Pourquoi la gauche politique et médiatique ne prend pas Boualem Sansal pour Dreyfus innocent mais plutôt pour un traître ? La réponse est tristement simple : la gauche, extrémisée, n’a plus Jean Jaurès pour maître. Et Souleimane, procureur et pédagogue, de faire le procès en règle de l’antisémitisme du monde arabe : «Devons-nous expliquer à cette gauche le monde dans lequel nous avons grandi ? Que les adultes au Moyen-Orient admirent Hitler uniquement parce qu’il avait persécuté les Juifs ? Pour mon père, il était un grand homme, qui avait protégé l’humanité contre “les fils des singes”, comme le Coran nomme les Juifs. Certains parents appellent leur fils du nom du chef de l’État nazi, surtout dans le sud du Liban et en Palestine, uniquement pour défier Israël.» Le reste à l’avenant… Détestation de la France, détestation des Juifs, détestation de l’Occident.

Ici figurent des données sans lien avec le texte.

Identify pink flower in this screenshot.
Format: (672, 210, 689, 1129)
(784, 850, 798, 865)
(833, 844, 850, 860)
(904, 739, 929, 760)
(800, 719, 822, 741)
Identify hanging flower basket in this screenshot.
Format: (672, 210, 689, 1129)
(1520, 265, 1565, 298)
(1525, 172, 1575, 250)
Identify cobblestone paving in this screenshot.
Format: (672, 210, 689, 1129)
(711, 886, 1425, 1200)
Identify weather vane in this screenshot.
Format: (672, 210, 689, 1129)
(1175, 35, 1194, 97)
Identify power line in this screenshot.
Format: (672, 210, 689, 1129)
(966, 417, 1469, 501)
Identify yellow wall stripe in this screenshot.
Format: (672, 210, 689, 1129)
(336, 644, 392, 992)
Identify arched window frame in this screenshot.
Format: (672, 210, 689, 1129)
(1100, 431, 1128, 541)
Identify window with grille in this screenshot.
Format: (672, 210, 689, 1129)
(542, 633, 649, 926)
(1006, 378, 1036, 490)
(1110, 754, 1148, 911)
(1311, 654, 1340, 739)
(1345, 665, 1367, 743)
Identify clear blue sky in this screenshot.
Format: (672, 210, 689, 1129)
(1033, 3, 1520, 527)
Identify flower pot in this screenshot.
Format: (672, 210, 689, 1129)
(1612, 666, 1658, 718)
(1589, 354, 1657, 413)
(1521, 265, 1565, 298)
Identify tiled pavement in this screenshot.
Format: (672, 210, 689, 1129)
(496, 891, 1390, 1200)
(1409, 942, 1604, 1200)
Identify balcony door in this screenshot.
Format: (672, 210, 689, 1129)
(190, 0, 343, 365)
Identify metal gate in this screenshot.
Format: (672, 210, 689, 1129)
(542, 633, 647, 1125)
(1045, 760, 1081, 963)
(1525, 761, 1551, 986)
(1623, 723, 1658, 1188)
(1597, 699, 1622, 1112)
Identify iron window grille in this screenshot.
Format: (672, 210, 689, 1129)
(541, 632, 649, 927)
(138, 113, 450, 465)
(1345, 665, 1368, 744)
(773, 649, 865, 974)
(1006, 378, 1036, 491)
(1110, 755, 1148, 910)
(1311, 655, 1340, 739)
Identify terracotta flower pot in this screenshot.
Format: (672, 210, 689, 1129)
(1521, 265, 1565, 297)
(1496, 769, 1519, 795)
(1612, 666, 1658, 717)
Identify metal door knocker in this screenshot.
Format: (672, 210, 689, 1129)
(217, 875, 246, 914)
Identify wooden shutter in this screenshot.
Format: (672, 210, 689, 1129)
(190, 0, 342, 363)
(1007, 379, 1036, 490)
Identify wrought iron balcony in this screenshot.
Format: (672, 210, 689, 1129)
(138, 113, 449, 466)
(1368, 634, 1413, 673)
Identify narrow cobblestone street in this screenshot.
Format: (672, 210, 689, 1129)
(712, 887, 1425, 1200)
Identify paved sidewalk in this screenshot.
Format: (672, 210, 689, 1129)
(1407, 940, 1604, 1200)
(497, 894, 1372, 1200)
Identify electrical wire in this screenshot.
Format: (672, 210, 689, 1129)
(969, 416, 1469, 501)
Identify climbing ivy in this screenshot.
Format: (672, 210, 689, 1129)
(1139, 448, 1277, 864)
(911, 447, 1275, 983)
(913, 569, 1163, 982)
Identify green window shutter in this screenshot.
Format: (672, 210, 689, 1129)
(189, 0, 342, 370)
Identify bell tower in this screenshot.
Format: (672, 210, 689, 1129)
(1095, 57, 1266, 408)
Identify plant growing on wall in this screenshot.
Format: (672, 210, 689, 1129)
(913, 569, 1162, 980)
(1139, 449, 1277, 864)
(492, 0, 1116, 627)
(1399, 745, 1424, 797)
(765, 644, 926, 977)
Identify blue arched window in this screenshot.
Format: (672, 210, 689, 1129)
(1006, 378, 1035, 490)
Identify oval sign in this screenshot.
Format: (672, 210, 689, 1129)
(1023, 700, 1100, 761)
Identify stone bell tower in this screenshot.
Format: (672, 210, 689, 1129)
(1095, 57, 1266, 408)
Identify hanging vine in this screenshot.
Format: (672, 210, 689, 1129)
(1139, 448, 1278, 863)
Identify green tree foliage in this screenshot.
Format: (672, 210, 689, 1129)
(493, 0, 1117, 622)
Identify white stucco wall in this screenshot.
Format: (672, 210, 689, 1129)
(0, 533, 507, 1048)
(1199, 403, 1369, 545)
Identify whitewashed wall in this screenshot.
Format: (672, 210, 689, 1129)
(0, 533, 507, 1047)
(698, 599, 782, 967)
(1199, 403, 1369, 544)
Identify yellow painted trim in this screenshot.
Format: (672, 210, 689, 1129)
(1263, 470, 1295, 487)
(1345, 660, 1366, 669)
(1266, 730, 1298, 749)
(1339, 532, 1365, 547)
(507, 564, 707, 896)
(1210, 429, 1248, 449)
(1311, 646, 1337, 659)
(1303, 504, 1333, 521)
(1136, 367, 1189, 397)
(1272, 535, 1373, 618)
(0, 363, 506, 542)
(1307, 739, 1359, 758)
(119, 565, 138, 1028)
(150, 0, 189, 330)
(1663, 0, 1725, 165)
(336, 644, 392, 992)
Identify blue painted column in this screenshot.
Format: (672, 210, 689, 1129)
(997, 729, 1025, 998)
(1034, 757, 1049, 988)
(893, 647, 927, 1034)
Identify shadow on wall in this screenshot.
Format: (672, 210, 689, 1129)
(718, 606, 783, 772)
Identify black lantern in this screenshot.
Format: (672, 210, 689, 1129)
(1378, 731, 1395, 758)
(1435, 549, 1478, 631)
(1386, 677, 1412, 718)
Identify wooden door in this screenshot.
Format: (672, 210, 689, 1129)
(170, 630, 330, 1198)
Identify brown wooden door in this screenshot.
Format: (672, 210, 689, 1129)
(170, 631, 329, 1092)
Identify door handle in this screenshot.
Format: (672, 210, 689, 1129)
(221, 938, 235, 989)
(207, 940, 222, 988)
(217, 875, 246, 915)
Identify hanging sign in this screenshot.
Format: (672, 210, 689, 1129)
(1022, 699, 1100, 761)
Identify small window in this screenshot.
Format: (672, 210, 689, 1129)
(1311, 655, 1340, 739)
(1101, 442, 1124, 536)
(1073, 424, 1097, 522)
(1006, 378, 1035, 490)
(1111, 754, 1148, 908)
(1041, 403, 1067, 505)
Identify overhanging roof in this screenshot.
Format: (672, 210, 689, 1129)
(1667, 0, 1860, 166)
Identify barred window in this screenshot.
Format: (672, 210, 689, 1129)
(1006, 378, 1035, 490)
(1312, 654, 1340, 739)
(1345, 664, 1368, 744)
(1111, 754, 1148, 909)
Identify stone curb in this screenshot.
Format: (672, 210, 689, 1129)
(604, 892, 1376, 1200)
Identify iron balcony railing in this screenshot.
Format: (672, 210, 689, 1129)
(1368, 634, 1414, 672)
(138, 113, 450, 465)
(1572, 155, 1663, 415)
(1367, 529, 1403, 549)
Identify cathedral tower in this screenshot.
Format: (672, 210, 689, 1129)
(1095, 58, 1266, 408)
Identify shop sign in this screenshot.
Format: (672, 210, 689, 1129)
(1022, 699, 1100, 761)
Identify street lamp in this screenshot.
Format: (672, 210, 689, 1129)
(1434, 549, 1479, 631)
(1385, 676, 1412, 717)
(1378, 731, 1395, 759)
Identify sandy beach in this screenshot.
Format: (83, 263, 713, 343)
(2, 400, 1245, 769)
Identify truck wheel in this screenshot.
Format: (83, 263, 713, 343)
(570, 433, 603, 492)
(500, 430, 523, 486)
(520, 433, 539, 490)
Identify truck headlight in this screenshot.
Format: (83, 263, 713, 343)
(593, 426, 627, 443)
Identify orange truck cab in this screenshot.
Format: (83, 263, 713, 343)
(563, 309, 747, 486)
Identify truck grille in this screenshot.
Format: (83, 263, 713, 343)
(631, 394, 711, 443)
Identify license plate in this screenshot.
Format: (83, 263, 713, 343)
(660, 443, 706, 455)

Dès lors, il n’est plus compliqué de comprendre les détestables et coupables raisons qui font détester un écrivain innocent. La gauche a été phagocytée par son extrémité Insoumise. Ce n’est plus Jaurès qui la guide mais Guesde. Jules Guesde avait refusé de défendre le bourgeois Dreyfus pour ne pas désespérer le prolétariat des faubourgs. Mélenchon ne défendra pas l’anti-islamiste et philosémite Sansal pour ne pas courroucer les banlieues islamisées et anti-françaises dont il épouse au surplus la cause avec sincérité. Ils en sont là et nous sommes las.